竜の女王の言葉を思い出し、エビルが苦笑いしながら、
アクシズの頭をクシャクシャと撫でた。
ありえない仲間の行動。
彼は思わず驚愕する。

「な、なんだ!?
 気持ち悪い……。」
「気持ち悪いとは失礼だな。
 せっかく可愛がっているというのに。」
「だから、それが気持ち悪いっていうんだ!!」

アクシズとエビルが言い合っている。
はたから見ると痴話喧嘩(ちわげんか)に見えないこともない。
アイリは二人のやり取りを見て思わず吹き出した。
ふと、手元の『光の玉』に目線を移す。
……これがあれば、魔王軍に立ち向かえる。
勇者アイリはそう確信し、竜の女王の形見を抱き締めた。


一方その頃、地下世界の大魔王の居城では、
地上界偵察部隊より「竜の女王が崩御(死去)された」と報告が届いていた。

「何処行くんです。
 そこは出口ですよ?」

報告を聞いた後、
踵(きびす)を返し去っていくサタンの姿を見つけ、キングが声をかけた。

「偵察だ。」
「ほぉ〜。
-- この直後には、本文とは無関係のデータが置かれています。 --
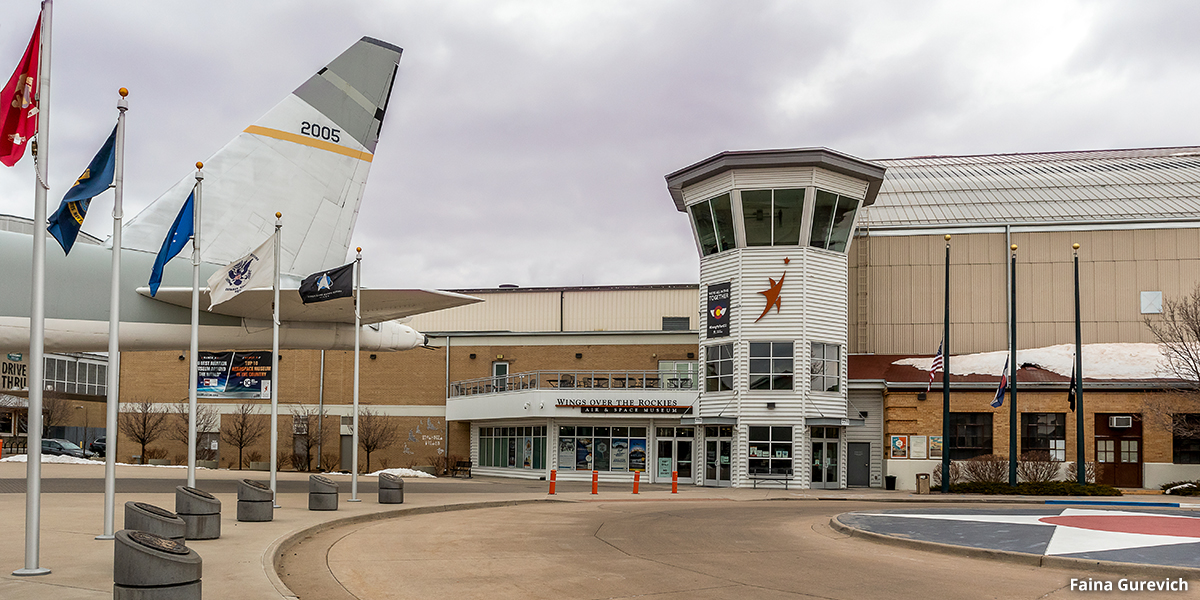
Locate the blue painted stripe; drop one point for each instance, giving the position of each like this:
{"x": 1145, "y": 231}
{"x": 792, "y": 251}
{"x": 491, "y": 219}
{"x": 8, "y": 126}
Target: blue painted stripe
{"x": 1117, "y": 503}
真面目ですねぇ。」
上官自ら偵察などありえない。
キングは面白そうに笑った。

「大丈夫ですって。
 勇者達は自分から降りてきますよ♪
 あわてない。あわてない♪」
「……。」
「あ、勇者オルテガの方ですか?
 私が助けちゃったから?」

__……いちいち、気に障る貴様がいるからだ!!

サタンは、キングに対して湧き起こる殺意を押さえ、城から出て行った。
彼の行き先は、ギアガの大穴落下地点付近。

彼の使命は、『勇者だけを生きたまま、大魔王城に連れてくること』だった。